Few in China would dare to risk the consequences of not claiming to fully support the ruling dictatorship. The cold truth is that, in order to maintain control, the regime goes to extremes of censorship and digitally monitors the slightest disagreement.

Citing its own peculiar “democracy”, China neglects to mention that democracy is actually based on the principle of equal citizenship of all peoples. Whether it’s tennis star Peng Shuai’s demand that a retired politburo member be held accountable for sexual assault allegations, or that Uyghur, Tibetan and Chinese Christians have the right to practice their religion in the language and culture of their tradition, Or people are able to freely speak their views on matters of politics and society without fear of arrest, democracy is the universal right to civil liberties, the inherent right to be themselves and pursue their future freely.

The white paper makes it clear that China’s leadership predicts “a time of significant change of scale unseen in a century”, adding, “Today’s world is facing the challenges of excessive democracy.”

Taiwan has deservedly deserved to be one of the participants of Mr Biden’s summit, which is deeply troubling to China’s regime.

The summit itself reflects the delicate nature of democracy. For example, Turkey and Hungary are not invited to the convention, a sign that the US has lost these former allies to an anti-democratic powerful regime.

And while Canada has also been invited, so far we haven’t seen any expression of support for it from the Trudeau government.

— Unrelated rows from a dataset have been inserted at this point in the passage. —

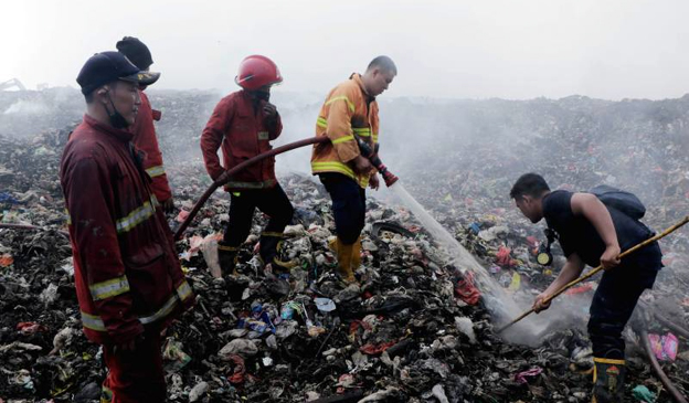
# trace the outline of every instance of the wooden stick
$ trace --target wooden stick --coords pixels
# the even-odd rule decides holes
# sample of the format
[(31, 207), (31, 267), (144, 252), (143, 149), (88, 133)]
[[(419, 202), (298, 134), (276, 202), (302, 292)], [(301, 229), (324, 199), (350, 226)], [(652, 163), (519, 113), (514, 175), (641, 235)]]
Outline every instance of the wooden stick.
[[(623, 252), (619, 255), (619, 258), (623, 258), (625, 256), (627, 256), (630, 253), (634, 253), (638, 250), (640, 250), (642, 247), (651, 244), (658, 240), (660, 240), (661, 237), (665, 237), (669, 234), (671, 234), (672, 232), (677, 231), (679, 227), (681, 227), (682, 225), (685, 225), (686, 223), (689, 222), (689, 215), (685, 216), (680, 222), (678, 222), (677, 224), (670, 226), (669, 229), (665, 230), (664, 232), (659, 233), (658, 235), (654, 236), (654, 237), (649, 237), (648, 240), (626, 250), (625, 252)], [(564, 286), (562, 286), (562, 288), (558, 289), (555, 293), (553, 293), (553, 295), (548, 296), (547, 298), (543, 299), (543, 304), (550, 303), (553, 298), (558, 297), (560, 294), (566, 291), (568, 289), (570, 289), (571, 287), (577, 285), (579, 283), (591, 278), (592, 276), (594, 276), (595, 274), (597, 274), (598, 272), (601, 272), (603, 269), (603, 265), (597, 266), (596, 268), (594, 268), (593, 271), (586, 273), (585, 275), (579, 277), (575, 280), (570, 282), (569, 284), (565, 284)], [(499, 328), (497, 331), (498, 333), (501, 333), (502, 331), (505, 331), (505, 329), (511, 327), (512, 325), (517, 324), (518, 321), (520, 321), (521, 319), (526, 318), (527, 316), (533, 314), (533, 308), (527, 310), (526, 312), (521, 314), (520, 316), (518, 316), (516, 319), (513, 319), (512, 321), (510, 321), (509, 324), (505, 325), (504, 327)]]

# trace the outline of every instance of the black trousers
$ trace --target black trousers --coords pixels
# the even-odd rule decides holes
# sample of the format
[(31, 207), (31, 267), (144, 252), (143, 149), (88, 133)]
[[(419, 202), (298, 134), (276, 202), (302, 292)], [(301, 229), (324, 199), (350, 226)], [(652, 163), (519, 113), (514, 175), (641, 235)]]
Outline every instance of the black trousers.
[(338, 237), (346, 245), (357, 242), (365, 222), (365, 190), (341, 173), (320, 173), (320, 181), (332, 199)]
[(236, 247), (246, 241), (251, 232), (254, 211), (257, 208), (271, 218), (261, 236), (261, 257), (265, 263), (271, 263), (275, 257), (280, 235), (294, 214), (294, 208), (287, 194), (278, 183), (272, 189), (243, 190), (239, 192), (239, 195), (232, 193), (231, 198), (230, 221), (223, 243), (226, 246)]
[(657, 263), (643, 265), (625, 264), (623, 259), (623, 264), (603, 274), (591, 303), (589, 319), (589, 337), (594, 357), (624, 360), (622, 331), (642, 293), (653, 287), (661, 267), (659, 257)]

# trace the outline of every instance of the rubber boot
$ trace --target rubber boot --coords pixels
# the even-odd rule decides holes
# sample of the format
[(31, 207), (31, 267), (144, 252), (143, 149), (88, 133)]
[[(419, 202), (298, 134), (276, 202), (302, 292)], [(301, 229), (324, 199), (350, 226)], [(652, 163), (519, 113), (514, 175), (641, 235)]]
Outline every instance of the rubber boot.
[(354, 245), (346, 245), (338, 237), (336, 241), (335, 252), (338, 255), (338, 272), (342, 280), (347, 284), (357, 283), (354, 272), (352, 271), (352, 257)]
[(352, 250), (352, 271), (356, 273), (361, 266), (361, 236), (354, 242)]
[(233, 276), (237, 275), (236, 263), (240, 257), (239, 254), (239, 246), (227, 246), (222, 241), (218, 242), (218, 259), (223, 273), (232, 273)]
[(593, 358), (592, 403), (624, 402), (625, 360)]

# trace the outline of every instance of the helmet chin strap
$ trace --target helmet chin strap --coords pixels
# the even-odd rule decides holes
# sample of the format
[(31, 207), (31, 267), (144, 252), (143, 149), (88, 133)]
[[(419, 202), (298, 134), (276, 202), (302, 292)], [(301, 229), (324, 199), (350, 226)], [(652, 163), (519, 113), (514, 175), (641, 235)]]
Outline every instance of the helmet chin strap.
[(110, 106), (113, 107), (113, 110), (110, 112), (110, 108), (108, 108), (107, 104), (104, 104), (103, 107), (108, 114), (108, 118), (110, 119), (110, 126), (116, 129), (126, 129), (127, 127), (129, 127), (129, 121), (127, 121), (127, 119), (125, 119), (125, 117), (115, 107), (115, 103), (113, 102), (113, 97), (110, 97), (109, 89), (107, 91), (107, 96), (108, 100), (110, 102)]

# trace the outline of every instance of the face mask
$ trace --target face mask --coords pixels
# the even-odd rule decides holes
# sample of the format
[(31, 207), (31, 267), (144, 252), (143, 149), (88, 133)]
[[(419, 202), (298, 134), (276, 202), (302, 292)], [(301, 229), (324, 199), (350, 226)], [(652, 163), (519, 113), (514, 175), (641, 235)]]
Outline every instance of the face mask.
[(113, 126), (116, 129), (126, 129), (127, 127), (129, 127), (129, 121), (127, 121), (127, 119), (125, 119), (125, 117), (115, 107), (115, 103), (113, 102), (113, 98), (110, 97), (109, 91), (107, 94), (108, 94), (108, 100), (110, 102), (110, 106), (113, 106), (112, 112), (107, 106), (105, 106), (105, 112), (107, 112), (108, 118), (110, 119), (110, 126)]
[(269, 102), (271, 93), (257, 91), (254, 93), (254, 99)]

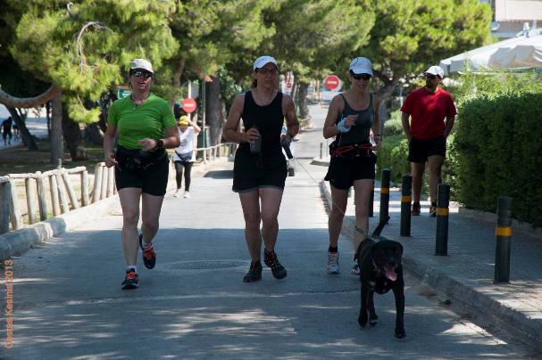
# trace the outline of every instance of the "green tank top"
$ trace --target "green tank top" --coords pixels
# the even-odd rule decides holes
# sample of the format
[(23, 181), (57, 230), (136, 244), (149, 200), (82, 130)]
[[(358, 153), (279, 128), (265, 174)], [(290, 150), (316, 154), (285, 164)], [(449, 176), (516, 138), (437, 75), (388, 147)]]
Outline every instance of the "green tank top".
[(175, 118), (168, 102), (152, 94), (140, 105), (131, 96), (115, 101), (109, 108), (107, 122), (117, 127), (118, 144), (127, 149), (141, 149), (138, 140), (161, 139), (164, 130), (175, 127)]

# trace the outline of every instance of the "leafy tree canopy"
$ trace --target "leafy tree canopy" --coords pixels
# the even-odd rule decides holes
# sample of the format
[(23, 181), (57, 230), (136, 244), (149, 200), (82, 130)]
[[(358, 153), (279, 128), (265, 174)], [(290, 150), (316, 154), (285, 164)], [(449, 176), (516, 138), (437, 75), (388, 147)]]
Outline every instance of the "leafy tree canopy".
[(51, 4), (27, 2), (10, 51), (23, 70), (63, 89), (78, 121), (97, 120), (99, 109), (83, 103), (123, 82), (130, 59), (149, 59), (159, 69), (179, 47), (168, 27), (171, 0), (54, 2), (45, 10), (43, 3)]
[(400, 78), (489, 41), (491, 9), (478, 0), (360, 0), (374, 9), (376, 20), (367, 45), (356, 53), (373, 61), (388, 91)]

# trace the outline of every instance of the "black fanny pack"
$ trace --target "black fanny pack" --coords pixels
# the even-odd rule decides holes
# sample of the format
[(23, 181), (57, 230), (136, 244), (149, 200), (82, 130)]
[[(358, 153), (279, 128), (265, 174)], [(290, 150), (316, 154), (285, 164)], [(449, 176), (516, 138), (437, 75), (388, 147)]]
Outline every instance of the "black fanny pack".
[(121, 169), (137, 172), (146, 170), (165, 156), (166, 152), (163, 151), (145, 151), (143, 150), (127, 149), (118, 146), (115, 159)]
[(177, 154), (177, 156), (179, 156), (179, 159), (180, 159), (180, 160), (182, 162), (187, 162), (187, 161), (190, 161), (192, 160), (192, 153), (194, 151), (190, 151), (190, 152), (187, 152), (184, 154), (179, 153), (177, 151), (175, 151), (175, 153)]

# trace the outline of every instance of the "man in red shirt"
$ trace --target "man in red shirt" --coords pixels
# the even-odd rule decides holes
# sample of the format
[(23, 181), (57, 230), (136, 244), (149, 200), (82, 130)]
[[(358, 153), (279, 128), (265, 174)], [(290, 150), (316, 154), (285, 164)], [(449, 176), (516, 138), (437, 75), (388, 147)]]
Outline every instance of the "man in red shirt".
[(429, 168), (429, 216), (435, 217), (437, 213), (437, 185), (446, 158), (446, 139), (452, 131), (457, 114), (450, 94), (438, 87), (443, 78), (442, 68), (431, 66), (425, 71), (425, 86), (411, 92), (401, 107), (401, 120), (408, 139), (408, 160), (413, 175), (412, 215), (420, 215), (421, 212), (420, 195), (426, 161)]

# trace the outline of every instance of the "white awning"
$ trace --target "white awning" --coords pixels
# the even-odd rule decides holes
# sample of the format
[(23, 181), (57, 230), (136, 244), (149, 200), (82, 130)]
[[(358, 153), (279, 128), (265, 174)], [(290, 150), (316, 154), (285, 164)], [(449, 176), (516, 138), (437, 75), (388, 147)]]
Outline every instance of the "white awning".
[(521, 36), (441, 60), (446, 75), (479, 71), (542, 68), (542, 35)]

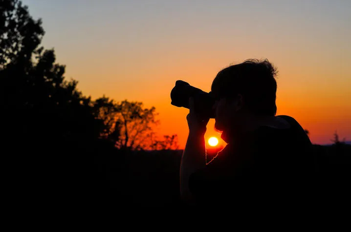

The organizers of the summit intend to achieve consensus on commitments to coordinated actions that address the spread of corrupt, human rights-violating authoritarianism. Will Canada step up and finally show some international leadership?

This will not be well received by China, as any such collective action coming out of the summit would challenge Mr. Xi’s corrosive global agenda. China may threaten economic coercion and trade retaliation to keep Canada and others in line.

But it remains to be seen whether Ottawa instead chooses to merely virtuously signal its support for democracy, but leave other countries to actually defend and defend it.